The fourth-quarter increase in homeowner equity is the lowest since the second quarter of 2016, according to CoreLogic, which issued Thursday’s report. About 63% of all U.S. homes have mortgages and the fourth-quarter negative equity percentage for all those mortgages was 4.9%. The CoreLogic report reflects only mortgaged single-family properties.

CoreLogic’s chief economist, Frank Nothaft, said:

Our forecast for the CoreLogic Home Price Index predicts there will be a 4.5 percent increase in our national index from December 2018 to the end of 2019. If all homes experience this gain, this would lift about 350,000 homeowners from being underwater and restore positive equity.

CoreLogic CEO Frank Martell added:

As home prices rise, significantly more people are choosing to remodel, repair or upgrade their existing homes. The increase in home equity over the past several years provides homeowners with the means to finance home remodels and repairs.
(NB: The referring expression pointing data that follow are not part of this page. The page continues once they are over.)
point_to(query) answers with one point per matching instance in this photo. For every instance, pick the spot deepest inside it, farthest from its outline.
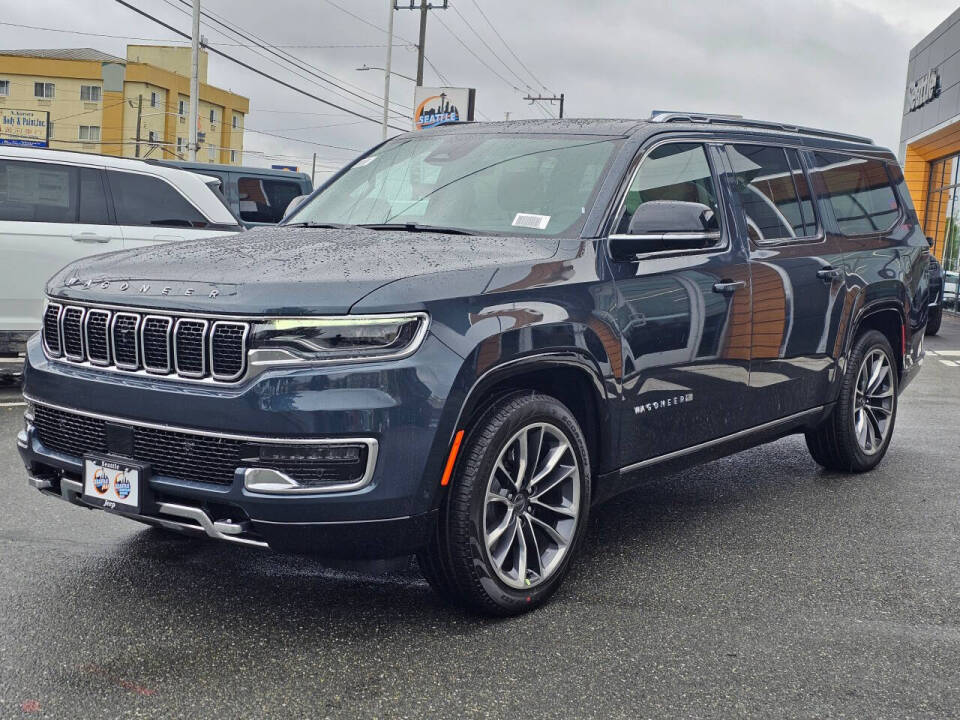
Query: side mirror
(292, 207)
(660, 225)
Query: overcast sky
(838, 64)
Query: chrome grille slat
(51, 330)
(162, 344)
(71, 333)
(96, 329)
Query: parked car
(473, 334)
(56, 207)
(936, 297)
(258, 196)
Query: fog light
(311, 468)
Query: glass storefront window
(942, 223)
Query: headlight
(351, 338)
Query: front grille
(162, 344)
(190, 456)
(72, 325)
(98, 337)
(51, 329)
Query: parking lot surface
(756, 586)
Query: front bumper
(400, 405)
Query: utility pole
(553, 99)
(136, 151)
(194, 81)
(386, 70)
(424, 7)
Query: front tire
(517, 509)
(933, 320)
(856, 435)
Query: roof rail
(670, 116)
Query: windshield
(484, 183)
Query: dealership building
(138, 106)
(930, 142)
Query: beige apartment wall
(67, 111)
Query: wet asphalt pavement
(756, 586)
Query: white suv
(56, 207)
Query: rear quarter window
(858, 191)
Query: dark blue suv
(470, 335)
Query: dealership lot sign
(438, 106)
(26, 128)
(923, 90)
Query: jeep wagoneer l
(472, 334)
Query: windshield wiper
(416, 227)
(328, 226)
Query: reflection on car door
(50, 215)
(684, 319)
(798, 285)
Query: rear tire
(516, 511)
(856, 435)
(933, 321)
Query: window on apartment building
(90, 93)
(90, 133)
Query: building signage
(26, 128)
(437, 106)
(923, 90)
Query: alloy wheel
(873, 401)
(532, 505)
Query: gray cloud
(834, 64)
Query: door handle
(90, 237)
(728, 286)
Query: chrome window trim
(136, 341)
(63, 337)
(203, 342)
(372, 444)
(108, 336)
(143, 351)
(243, 355)
(613, 219)
(43, 335)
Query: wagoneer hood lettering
(276, 270)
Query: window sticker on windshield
(537, 222)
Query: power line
(251, 68)
(299, 63)
(133, 37)
(509, 49)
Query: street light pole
(194, 80)
(386, 71)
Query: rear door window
(145, 200)
(773, 193)
(265, 199)
(93, 198)
(858, 190)
(38, 192)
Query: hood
(277, 270)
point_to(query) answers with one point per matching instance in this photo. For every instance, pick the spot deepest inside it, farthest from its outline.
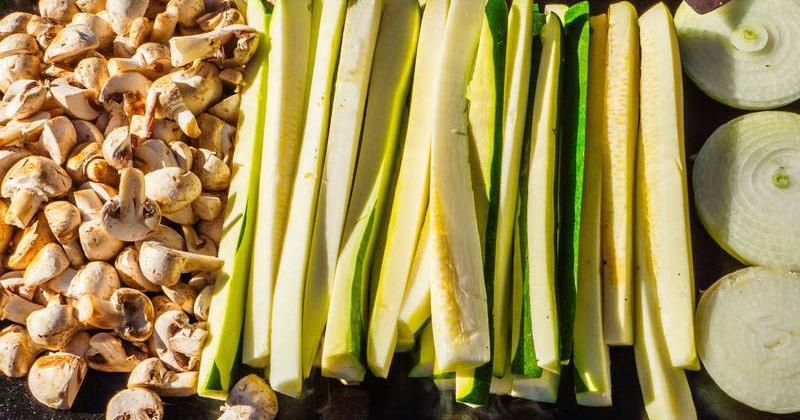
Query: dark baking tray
(400, 397)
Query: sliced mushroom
(152, 155)
(118, 148)
(97, 278)
(58, 10)
(164, 266)
(172, 188)
(182, 294)
(24, 98)
(27, 242)
(17, 351)
(53, 326)
(92, 73)
(129, 313)
(107, 353)
(97, 243)
(250, 399)
(135, 404)
(177, 342)
(122, 13)
(15, 308)
(49, 262)
(152, 374)
(127, 265)
(74, 40)
(32, 181)
(18, 67)
(58, 138)
(14, 23)
(166, 236)
(76, 101)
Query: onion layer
(747, 188)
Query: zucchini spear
(390, 76)
(411, 194)
(226, 312)
(458, 293)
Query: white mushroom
(17, 351)
(129, 313)
(108, 353)
(250, 399)
(31, 182)
(135, 404)
(152, 374)
(164, 266)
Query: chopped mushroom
(135, 404)
(250, 399)
(31, 182)
(151, 373)
(131, 216)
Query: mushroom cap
(17, 44)
(72, 41)
(135, 404)
(172, 188)
(53, 326)
(251, 399)
(130, 216)
(54, 380)
(39, 174)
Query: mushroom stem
(24, 205)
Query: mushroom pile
(117, 126)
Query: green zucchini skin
(478, 386)
(572, 150)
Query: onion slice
(747, 188)
(747, 336)
(743, 54)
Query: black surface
(404, 398)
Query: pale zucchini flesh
(227, 306)
(388, 88)
(591, 358)
(458, 293)
(411, 194)
(619, 157)
(663, 197)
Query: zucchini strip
(389, 82)
(411, 193)
(226, 313)
(458, 293)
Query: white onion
(748, 337)
(747, 188)
(745, 53)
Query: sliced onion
(748, 337)
(745, 53)
(747, 188)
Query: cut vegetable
(303, 205)
(592, 366)
(485, 94)
(236, 245)
(618, 172)
(416, 308)
(536, 222)
(662, 196)
(743, 54)
(746, 188)
(458, 294)
(411, 193)
(519, 57)
(572, 153)
(746, 328)
(388, 88)
(665, 389)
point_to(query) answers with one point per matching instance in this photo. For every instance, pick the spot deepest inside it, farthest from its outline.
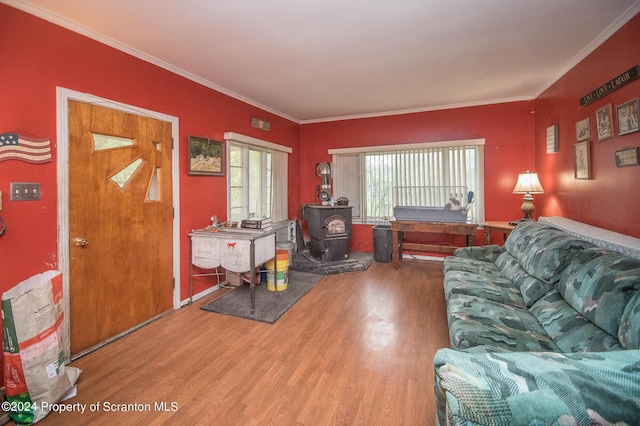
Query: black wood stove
(329, 228)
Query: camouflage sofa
(545, 330)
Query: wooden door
(120, 222)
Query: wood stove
(329, 228)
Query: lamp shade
(528, 183)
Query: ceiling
(319, 60)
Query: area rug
(270, 305)
(303, 261)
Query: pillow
(543, 251)
(629, 334)
(530, 287)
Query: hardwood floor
(357, 349)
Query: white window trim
(479, 195)
(382, 148)
(237, 137)
(240, 139)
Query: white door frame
(63, 97)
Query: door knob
(80, 242)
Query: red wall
(509, 149)
(38, 56)
(612, 197)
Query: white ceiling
(317, 60)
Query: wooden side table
(499, 226)
(399, 227)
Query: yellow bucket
(281, 282)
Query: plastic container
(382, 243)
(278, 281)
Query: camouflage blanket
(537, 388)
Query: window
(249, 182)
(257, 178)
(376, 179)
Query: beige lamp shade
(528, 183)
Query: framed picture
(628, 117)
(583, 131)
(206, 157)
(582, 160)
(604, 121)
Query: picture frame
(583, 130)
(604, 122)
(582, 160)
(206, 157)
(627, 115)
(627, 157)
(552, 139)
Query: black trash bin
(382, 243)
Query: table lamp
(528, 183)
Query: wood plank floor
(356, 350)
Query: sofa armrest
(483, 253)
(537, 387)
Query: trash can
(382, 243)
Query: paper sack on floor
(34, 370)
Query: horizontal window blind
(424, 177)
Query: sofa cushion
(483, 253)
(530, 287)
(496, 288)
(537, 388)
(629, 333)
(569, 330)
(453, 263)
(475, 321)
(543, 251)
(599, 284)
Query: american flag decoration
(17, 147)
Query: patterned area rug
(270, 305)
(303, 261)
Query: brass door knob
(80, 242)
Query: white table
(235, 249)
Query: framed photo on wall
(604, 122)
(627, 117)
(582, 160)
(583, 131)
(206, 157)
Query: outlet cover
(25, 191)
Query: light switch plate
(25, 191)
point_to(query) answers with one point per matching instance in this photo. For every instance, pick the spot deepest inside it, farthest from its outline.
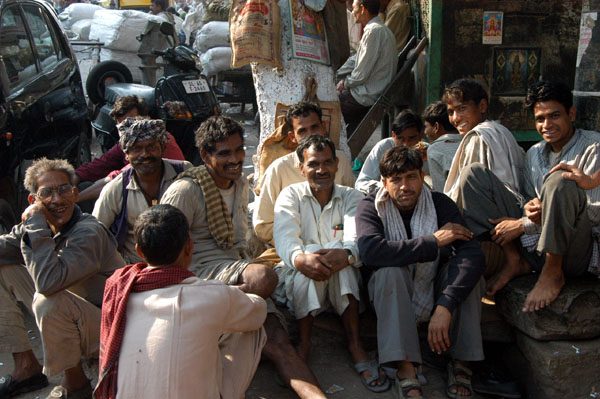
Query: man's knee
(262, 279)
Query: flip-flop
(372, 366)
(9, 387)
(458, 376)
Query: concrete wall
(550, 26)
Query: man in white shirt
(371, 69)
(304, 119)
(407, 130)
(315, 236)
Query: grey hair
(41, 166)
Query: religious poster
(492, 27)
(588, 21)
(515, 69)
(309, 40)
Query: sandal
(373, 367)
(405, 385)
(459, 376)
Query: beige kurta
(283, 172)
(187, 196)
(179, 342)
(109, 204)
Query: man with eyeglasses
(56, 263)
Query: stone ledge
(573, 315)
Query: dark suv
(43, 111)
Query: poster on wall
(515, 69)
(309, 40)
(492, 27)
(588, 21)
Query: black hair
(406, 120)
(400, 159)
(302, 109)
(546, 90)
(318, 142)
(465, 90)
(160, 232)
(215, 130)
(438, 112)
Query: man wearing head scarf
(139, 187)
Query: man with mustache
(315, 236)
(401, 229)
(214, 199)
(139, 187)
(55, 263)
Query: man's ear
(482, 106)
(139, 251)
(572, 114)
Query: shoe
(10, 387)
(491, 383)
(373, 367)
(60, 392)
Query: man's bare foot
(303, 350)
(545, 291)
(512, 268)
(358, 356)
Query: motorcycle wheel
(104, 74)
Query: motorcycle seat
(114, 91)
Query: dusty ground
(329, 360)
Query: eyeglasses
(47, 192)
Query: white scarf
(423, 222)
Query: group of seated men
(191, 313)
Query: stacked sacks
(212, 41)
(118, 30)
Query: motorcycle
(182, 98)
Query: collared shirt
(582, 150)
(109, 204)
(187, 196)
(79, 258)
(374, 64)
(397, 17)
(300, 221)
(280, 174)
(439, 157)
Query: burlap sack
(255, 33)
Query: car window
(15, 47)
(42, 38)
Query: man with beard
(214, 199)
(139, 187)
(55, 263)
(315, 236)
(401, 228)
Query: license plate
(195, 86)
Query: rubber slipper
(9, 387)
(373, 367)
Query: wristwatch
(351, 258)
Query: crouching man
(55, 262)
(401, 228)
(209, 337)
(315, 236)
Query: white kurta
(180, 342)
(301, 226)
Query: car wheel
(104, 74)
(7, 217)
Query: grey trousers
(69, 325)
(565, 227)
(391, 290)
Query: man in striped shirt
(555, 233)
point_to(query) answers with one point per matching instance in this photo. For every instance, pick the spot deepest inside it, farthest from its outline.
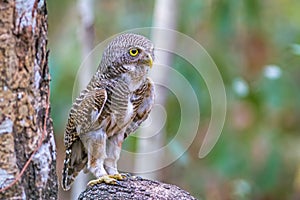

With rates still ultra-low by historical standards, home-equity loans provide a low-cost method to finance home-improvement spending. These expenditures are expected to rise 5 percent in 2019.

Among the country’s largest metropolitan areas, CoreLogic called out current negative equity percentages in these 10:

  1. Miami: 10.4%
  2. Chicago: 8.7%
  3. Washington, D.C.: 5.3%
  4. Las Vegas: 4.8%
  5. New York City: 4.8%
  6. Boston: 3.5%
  7. Houston: 1.6%
  8. Los Angeles: 1.5%
  9. Denver: 1.4%
  10. San Francisco: 0.7%

As the percentage of homes with negative equity rises, the average amount of negative equity drops. Miami, the city with the highest rate has the lowest average amount (under $100,000) of negative equity. Conversely, San Francisco, where the rate is lowest, posts average negative equity of around $750,000.